Basic Statistics: describing, modelling and reporting
Last updated on 2024-12-04 | Edit this page
Estimated time: 80 minutes
Overview
Questions
- How can I detect the type of data I have?
- How can I make meaningful summaries of my data?
Objectives
- To be able to describe the different types of data
- To be able to do basic data exploration of a real dataset
- To be able to calculate descriptive statistics
- To be able to perform statistical inference on a dataset
Content
- Types of Data
- Exploring your dataset
- Descriptive Statistics
- Inferential Statistics
Data
R
# We will need these libraries and this data later.
library(tidyverse)
library(lubridate)
library(gapminder)
# create a binary membership variable for europe (for later examples)
gapminder <- gapminder %>%
mutate(european = continent == "Europe")
We are going to use the data from the gapminder package.
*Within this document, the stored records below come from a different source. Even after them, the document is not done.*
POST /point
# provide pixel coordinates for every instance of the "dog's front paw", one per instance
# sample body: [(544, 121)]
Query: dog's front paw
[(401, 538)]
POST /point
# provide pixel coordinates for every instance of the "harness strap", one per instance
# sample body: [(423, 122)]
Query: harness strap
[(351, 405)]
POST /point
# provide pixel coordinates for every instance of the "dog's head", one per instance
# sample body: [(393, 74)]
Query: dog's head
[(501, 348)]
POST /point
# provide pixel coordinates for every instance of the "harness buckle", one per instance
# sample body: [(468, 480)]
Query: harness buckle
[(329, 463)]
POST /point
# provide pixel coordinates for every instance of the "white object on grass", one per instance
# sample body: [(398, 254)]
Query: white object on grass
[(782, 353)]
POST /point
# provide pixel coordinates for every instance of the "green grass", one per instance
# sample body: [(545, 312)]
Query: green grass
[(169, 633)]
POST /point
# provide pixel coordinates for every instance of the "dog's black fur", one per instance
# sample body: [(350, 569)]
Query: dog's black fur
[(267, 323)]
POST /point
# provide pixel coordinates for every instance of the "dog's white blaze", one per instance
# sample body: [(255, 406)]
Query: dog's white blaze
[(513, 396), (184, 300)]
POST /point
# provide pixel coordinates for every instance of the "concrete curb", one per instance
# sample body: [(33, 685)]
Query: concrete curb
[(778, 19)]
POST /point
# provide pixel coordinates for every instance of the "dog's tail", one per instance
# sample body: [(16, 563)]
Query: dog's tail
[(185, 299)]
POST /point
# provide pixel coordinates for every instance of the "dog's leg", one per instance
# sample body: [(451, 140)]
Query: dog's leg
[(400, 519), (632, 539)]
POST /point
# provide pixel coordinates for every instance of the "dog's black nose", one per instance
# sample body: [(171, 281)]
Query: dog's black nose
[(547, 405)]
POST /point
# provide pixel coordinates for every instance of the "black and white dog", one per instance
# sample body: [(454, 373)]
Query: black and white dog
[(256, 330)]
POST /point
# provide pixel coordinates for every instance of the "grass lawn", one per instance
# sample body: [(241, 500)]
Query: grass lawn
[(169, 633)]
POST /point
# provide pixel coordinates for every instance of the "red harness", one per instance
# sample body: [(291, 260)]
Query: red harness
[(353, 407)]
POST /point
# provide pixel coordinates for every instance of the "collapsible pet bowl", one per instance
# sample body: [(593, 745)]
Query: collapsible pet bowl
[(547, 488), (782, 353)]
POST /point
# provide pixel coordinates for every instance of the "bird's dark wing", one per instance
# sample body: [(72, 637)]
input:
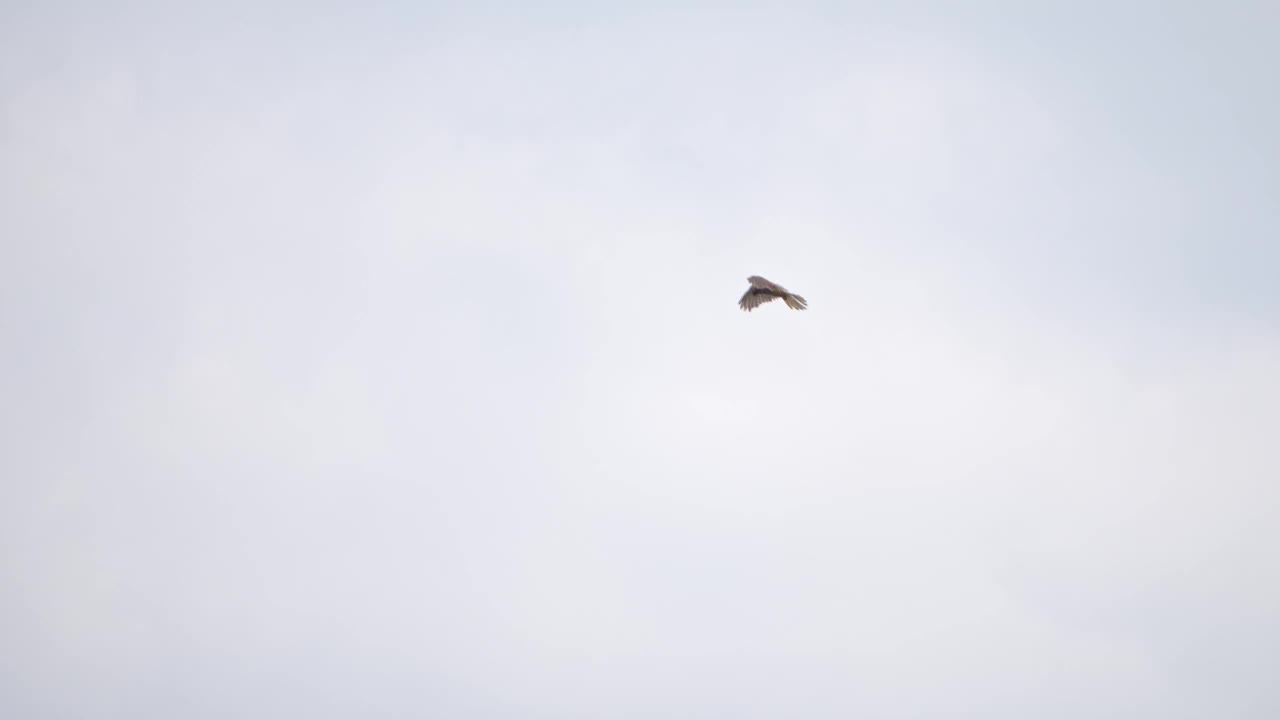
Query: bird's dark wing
[(755, 296)]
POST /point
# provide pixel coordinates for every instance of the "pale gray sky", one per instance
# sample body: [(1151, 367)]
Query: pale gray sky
[(383, 360)]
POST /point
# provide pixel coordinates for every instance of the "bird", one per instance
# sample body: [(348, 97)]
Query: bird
[(763, 291)]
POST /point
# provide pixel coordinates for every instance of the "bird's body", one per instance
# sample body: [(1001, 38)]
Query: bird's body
[(763, 291)]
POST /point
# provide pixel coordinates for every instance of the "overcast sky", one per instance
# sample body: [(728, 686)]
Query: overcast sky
[(383, 360)]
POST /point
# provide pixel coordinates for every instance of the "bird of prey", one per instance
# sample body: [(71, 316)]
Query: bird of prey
[(763, 291)]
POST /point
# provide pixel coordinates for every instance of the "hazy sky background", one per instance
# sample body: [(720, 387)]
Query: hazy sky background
[(383, 360)]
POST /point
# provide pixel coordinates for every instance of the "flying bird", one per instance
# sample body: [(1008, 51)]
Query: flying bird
[(763, 291)]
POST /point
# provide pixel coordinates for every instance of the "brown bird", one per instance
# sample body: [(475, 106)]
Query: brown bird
[(763, 291)]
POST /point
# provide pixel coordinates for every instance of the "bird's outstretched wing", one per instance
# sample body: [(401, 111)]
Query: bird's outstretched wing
[(754, 297), (763, 291)]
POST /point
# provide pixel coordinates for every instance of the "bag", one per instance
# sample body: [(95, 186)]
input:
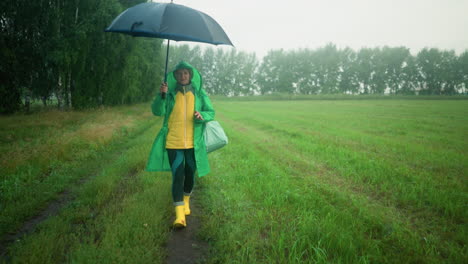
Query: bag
[(215, 138)]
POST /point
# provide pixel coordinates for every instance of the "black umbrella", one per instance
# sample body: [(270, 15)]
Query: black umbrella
[(169, 21)]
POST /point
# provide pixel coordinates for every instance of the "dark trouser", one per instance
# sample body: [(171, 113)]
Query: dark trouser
[(183, 173)]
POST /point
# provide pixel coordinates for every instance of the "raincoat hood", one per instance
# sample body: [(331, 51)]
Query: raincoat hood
[(196, 79)]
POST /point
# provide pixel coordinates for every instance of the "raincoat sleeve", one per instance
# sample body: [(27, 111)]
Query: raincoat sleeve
[(207, 111), (158, 107)]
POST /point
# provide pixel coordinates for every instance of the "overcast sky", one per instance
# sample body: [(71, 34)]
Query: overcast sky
[(261, 25)]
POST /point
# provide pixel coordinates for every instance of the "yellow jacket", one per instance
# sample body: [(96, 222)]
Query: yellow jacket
[(180, 133)]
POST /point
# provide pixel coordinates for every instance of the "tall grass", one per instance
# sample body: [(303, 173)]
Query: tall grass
[(42, 154), (339, 182), (304, 181)]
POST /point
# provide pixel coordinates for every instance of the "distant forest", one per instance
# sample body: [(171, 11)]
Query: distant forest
[(57, 51), (329, 70)]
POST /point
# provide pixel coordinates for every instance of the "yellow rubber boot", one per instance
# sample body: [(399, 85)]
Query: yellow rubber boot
[(187, 204), (180, 217)]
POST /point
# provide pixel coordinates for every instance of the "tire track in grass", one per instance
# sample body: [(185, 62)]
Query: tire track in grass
[(92, 228), (299, 165), (67, 196)]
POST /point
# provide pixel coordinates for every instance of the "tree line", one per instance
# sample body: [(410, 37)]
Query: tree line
[(57, 50), (329, 70)]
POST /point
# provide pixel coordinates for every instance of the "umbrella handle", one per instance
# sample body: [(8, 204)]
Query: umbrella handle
[(163, 95)]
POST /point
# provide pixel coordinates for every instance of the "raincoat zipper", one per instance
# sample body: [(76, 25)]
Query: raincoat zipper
[(185, 118)]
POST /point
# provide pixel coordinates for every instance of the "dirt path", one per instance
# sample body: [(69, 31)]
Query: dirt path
[(183, 246)]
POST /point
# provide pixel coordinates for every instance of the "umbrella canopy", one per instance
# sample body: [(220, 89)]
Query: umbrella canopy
[(169, 21)]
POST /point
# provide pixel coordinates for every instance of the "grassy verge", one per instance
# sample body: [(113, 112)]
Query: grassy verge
[(118, 216), (43, 154), (339, 182), (302, 97)]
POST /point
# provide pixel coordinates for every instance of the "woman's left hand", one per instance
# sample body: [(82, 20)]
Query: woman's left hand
[(198, 115)]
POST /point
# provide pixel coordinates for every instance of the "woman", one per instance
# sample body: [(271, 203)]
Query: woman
[(179, 146)]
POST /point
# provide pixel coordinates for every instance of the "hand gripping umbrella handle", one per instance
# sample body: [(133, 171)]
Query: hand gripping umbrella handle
[(163, 95)]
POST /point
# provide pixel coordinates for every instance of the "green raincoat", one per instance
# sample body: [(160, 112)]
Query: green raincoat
[(158, 158)]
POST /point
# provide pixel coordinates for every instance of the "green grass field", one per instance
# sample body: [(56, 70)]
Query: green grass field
[(309, 181)]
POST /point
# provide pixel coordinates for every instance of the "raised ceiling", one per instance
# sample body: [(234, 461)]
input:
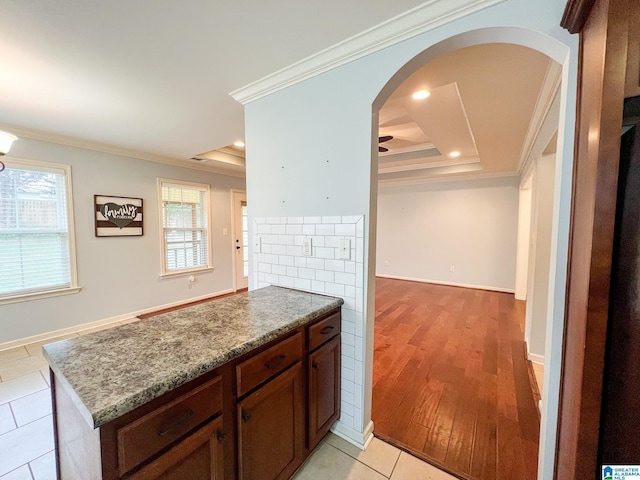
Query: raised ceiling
[(487, 102), (154, 76)]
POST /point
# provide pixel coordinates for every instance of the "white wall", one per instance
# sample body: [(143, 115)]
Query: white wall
[(539, 257), (424, 230), (119, 275), (310, 149)]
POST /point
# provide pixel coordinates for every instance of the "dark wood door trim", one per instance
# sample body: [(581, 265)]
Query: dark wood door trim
[(603, 55), (575, 14)]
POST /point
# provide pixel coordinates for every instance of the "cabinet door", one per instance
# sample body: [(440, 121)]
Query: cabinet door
[(324, 390), (198, 457), (271, 428)]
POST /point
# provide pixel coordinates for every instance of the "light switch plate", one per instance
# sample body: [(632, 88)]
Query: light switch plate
[(345, 249), (306, 247)]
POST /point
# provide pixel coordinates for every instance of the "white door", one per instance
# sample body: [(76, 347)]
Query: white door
[(240, 240)]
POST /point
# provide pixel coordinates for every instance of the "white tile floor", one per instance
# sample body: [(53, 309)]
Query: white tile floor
[(26, 433)]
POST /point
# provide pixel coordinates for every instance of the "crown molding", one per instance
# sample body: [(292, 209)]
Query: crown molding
[(21, 132), (447, 178), (546, 96), (423, 18)]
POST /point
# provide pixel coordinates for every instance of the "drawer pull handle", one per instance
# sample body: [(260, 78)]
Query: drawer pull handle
[(177, 423), (275, 362)]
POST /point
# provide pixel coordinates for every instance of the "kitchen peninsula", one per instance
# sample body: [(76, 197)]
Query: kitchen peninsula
[(239, 387)]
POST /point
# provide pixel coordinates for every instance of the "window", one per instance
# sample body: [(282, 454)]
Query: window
[(185, 227), (37, 256)]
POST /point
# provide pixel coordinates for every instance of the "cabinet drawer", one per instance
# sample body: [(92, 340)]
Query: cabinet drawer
[(269, 363), (151, 433), (324, 330)]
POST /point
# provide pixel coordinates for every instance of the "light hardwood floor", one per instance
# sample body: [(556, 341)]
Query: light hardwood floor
[(451, 381)]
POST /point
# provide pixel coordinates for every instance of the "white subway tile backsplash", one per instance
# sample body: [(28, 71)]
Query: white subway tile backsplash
[(279, 269), (278, 229), (285, 281), (324, 252), (336, 289), (348, 374), (281, 263), (346, 230), (286, 259), (347, 397), (345, 278), (302, 283), (334, 265), (348, 338), (285, 239), (270, 258), (277, 249), (294, 229), (325, 229), (309, 273), (346, 419), (318, 241), (316, 263), (324, 276), (332, 242), (348, 386), (348, 327), (350, 291), (264, 267)]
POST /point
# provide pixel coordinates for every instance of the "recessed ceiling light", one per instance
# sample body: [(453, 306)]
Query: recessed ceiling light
[(421, 94)]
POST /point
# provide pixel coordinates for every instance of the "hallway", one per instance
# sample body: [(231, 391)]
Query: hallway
[(450, 379)]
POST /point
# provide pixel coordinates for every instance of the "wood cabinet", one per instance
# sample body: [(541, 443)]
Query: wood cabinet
[(256, 417), (324, 390), (271, 428), (198, 457)]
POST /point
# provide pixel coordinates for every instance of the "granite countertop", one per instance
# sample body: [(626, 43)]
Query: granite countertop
[(111, 372)]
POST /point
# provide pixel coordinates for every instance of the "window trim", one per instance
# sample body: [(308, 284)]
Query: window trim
[(13, 162), (164, 273)]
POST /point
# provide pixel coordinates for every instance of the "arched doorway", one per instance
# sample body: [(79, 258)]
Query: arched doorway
[(557, 259)]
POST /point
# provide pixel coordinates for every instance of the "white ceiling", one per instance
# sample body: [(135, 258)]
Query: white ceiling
[(154, 76)]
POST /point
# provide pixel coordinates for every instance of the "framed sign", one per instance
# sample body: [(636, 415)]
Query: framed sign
[(117, 216)]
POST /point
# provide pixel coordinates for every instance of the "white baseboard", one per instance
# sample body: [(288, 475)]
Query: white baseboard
[(43, 337), (354, 437), (450, 284)]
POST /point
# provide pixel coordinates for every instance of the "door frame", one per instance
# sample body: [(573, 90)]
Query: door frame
[(235, 258)]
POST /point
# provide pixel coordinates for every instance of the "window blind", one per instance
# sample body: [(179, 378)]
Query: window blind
[(185, 226), (34, 232)]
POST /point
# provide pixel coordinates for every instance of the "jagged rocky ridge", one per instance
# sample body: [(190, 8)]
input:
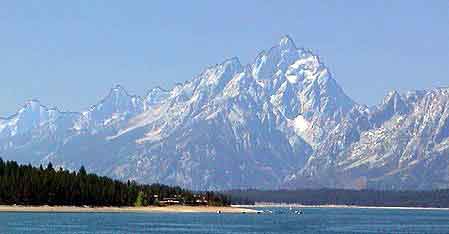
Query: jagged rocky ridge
[(280, 122)]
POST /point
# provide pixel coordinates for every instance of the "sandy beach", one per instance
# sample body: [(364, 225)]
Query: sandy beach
[(285, 205), (151, 209)]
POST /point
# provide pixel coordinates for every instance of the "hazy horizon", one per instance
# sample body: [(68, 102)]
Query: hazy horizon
[(69, 55)]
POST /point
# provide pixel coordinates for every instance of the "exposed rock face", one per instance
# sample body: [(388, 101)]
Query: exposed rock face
[(282, 121)]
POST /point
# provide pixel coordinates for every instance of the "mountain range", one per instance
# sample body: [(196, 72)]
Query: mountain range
[(280, 122)]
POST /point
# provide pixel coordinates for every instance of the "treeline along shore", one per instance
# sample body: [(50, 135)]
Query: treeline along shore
[(320, 197), (35, 186)]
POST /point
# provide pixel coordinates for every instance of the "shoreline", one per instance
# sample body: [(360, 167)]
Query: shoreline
[(286, 205), (148, 209)]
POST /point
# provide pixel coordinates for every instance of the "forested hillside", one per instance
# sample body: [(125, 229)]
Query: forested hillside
[(28, 185)]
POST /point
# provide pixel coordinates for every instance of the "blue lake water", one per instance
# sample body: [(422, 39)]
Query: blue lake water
[(314, 220)]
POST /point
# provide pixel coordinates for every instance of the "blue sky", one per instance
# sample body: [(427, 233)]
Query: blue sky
[(70, 53)]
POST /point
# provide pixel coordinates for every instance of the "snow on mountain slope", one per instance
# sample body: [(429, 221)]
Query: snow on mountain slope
[(402, 144), (281, 121)]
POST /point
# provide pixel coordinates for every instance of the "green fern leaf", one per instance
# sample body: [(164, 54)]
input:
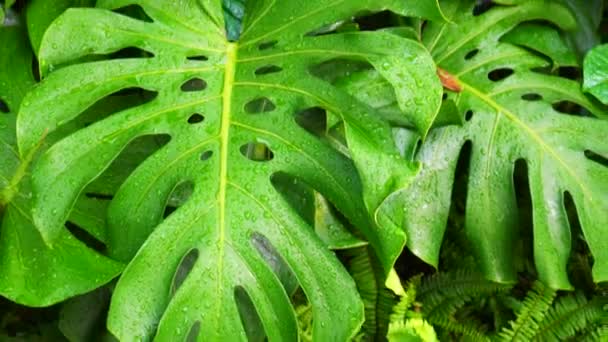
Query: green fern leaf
[(571, 314), (378, 301), (534, 309), (443, 294)]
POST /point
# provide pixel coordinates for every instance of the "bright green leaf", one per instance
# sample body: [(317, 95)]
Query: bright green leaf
[(509, 104), (40, 14), (229, 110), (596, 73), (32, 273)]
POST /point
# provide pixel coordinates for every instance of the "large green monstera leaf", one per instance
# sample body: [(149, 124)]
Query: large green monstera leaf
[(512, 107), (231, 110), (507, 88), (31, 273)]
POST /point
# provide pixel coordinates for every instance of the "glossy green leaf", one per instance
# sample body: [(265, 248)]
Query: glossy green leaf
[(509, 104), (513, 118), (595, 72), (32, 273), (229, 109), (40, 14), (588, 14)]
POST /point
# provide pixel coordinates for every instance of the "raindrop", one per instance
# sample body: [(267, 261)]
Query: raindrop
[(468, 115), (471, 54), (4, 107), (206, 155)]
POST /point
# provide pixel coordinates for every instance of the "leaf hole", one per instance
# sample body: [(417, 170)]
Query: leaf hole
[(570, 72), (373, 22), (532, 97), (257, 151), (500, 74), (268, 69), (580, 261), (194, 84), (267, 45), (252, 324), (4, 107), (199, 58), (569, 107), (313, 119), (260, 105), (274, 260), (194, 332), (143, 95), (196, 118), (129, 52), (183, 269), (523, 199), (336, 69), (468, 115), (135, 12), (471, 54), (99, 196), (602, 160), (36, 69), (482, 6), (85, 237), (206, 155)]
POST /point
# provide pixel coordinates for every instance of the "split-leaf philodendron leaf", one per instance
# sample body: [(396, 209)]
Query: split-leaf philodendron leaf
[(515, 112), (32, 273), (231, 111), (596, 73)]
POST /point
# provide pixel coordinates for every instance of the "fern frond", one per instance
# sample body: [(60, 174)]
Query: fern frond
[(443, 294), (377, 299), (571, 314), (471, 330), (596, 333), (304, 315), (414, 329), (533, 311)]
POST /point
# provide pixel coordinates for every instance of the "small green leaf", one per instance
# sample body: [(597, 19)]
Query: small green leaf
[(596, 73), (40, 13), (229, 109)]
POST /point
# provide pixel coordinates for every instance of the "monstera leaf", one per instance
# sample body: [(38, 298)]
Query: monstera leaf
[(31, 273), (512, 102), (595, 71), (231, 110)]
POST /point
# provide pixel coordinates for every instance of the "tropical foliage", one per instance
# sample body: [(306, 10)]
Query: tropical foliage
[(315, 170)]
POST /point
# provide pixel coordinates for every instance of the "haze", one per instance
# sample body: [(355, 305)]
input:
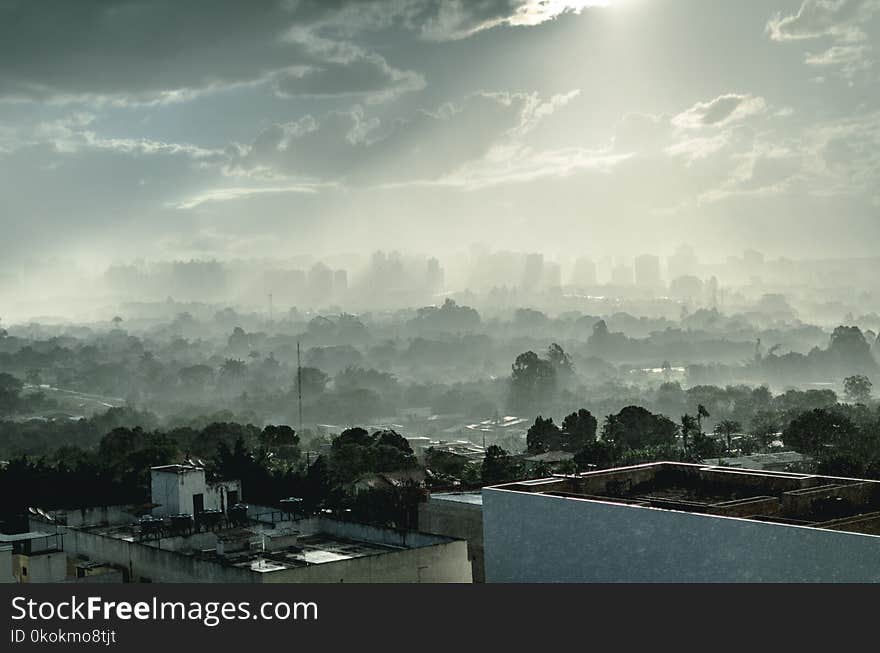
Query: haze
[(156, 131)]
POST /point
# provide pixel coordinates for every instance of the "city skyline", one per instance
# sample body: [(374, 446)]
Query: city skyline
[(272, 129)]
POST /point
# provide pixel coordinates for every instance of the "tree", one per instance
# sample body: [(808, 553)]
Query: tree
[(543, 436), (560, 361), (764, 426), (689, 427), (635, 427), (314, 382), (10, 390), (498, 466), (597, 454), (532, 381), (701, 413), (282, 441), (233, 368), (857, 389), (726, 428), (814, 432), (579, 430)]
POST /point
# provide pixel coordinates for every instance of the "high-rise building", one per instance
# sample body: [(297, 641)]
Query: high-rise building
[(679, 522), (584, 274), (647, 269)]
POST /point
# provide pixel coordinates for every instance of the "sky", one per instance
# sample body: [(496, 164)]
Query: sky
[(163, 129)]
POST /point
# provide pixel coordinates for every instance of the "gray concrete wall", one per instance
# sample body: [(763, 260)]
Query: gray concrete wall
[(446, 562), (460, 520), (6, 575), (437, 560), (111, 515), (536, 538)]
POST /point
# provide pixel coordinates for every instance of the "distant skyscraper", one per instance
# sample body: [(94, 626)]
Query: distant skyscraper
[(434, 276), (621, 275), (584, 274), (647, 269), (533, 273), (552, 277), (683, 262), (320, 282)]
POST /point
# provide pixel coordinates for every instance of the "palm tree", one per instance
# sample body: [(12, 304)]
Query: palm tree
[(727, 427), (701, 413), (688, 426), (233, 368)]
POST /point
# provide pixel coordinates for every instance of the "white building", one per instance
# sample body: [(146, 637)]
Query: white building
[(6, 564), (675, 522), (182, 489), (34, 557)]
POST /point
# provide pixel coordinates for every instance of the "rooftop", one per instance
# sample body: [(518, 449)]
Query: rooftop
[(473, 498), (842, 504), (283, 545), (177, 469)]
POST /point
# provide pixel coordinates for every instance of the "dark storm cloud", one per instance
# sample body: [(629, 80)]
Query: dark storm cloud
[(143, 51), (161, 50)]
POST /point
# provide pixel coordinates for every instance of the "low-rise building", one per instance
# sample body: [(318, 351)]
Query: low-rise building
[(183, 489), (36, 557), (6, 575), (677, 522), (308, 550), (459, 515)]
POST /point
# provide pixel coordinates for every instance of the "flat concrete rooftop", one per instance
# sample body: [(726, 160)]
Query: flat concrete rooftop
[(826, 502), (284, 545)]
We have added a variable European indicating if a country is in Europe.
The big picture
- Research often seeks to answer a question about a larger population by collecting data on a small sample
- Data collection:
- Many variables
- For each person/unit.
- This procedure, sampling, must be controlled so as to ensure representative data.
Descriptive and inferential statistics
Callout
Just as data in general are of different types - for example numeric vs text data - statistical data are assigned to different levels of measure. The level of measure determines how we can describe and model the data.
Describing data
- Continuous variables
- Discrete variables
Callout
How do we convey information on what your data looks like, using numbers or figures?
Describing continuous data.
First establish the distribution of the data. You can visualise this with a histogram.
R
ggplot(gapminder, aes(x = gdpPercap)) +
geom_histogram()
OUTPUT
`stat_bin()` using `bins = 30`. Pick better value with `binwidth`.
What is the distribution of this data?
What is the distribution of population?
The raw values are difficult to visualise, so we can take the log of the values and log those. Try this command
R
ggplot(data = gapminder, aes(log(pop))) +
geom_histogram()
OUTPUT
`stat_bin()` using `bins = 30`. Pick better value with `binwidth`.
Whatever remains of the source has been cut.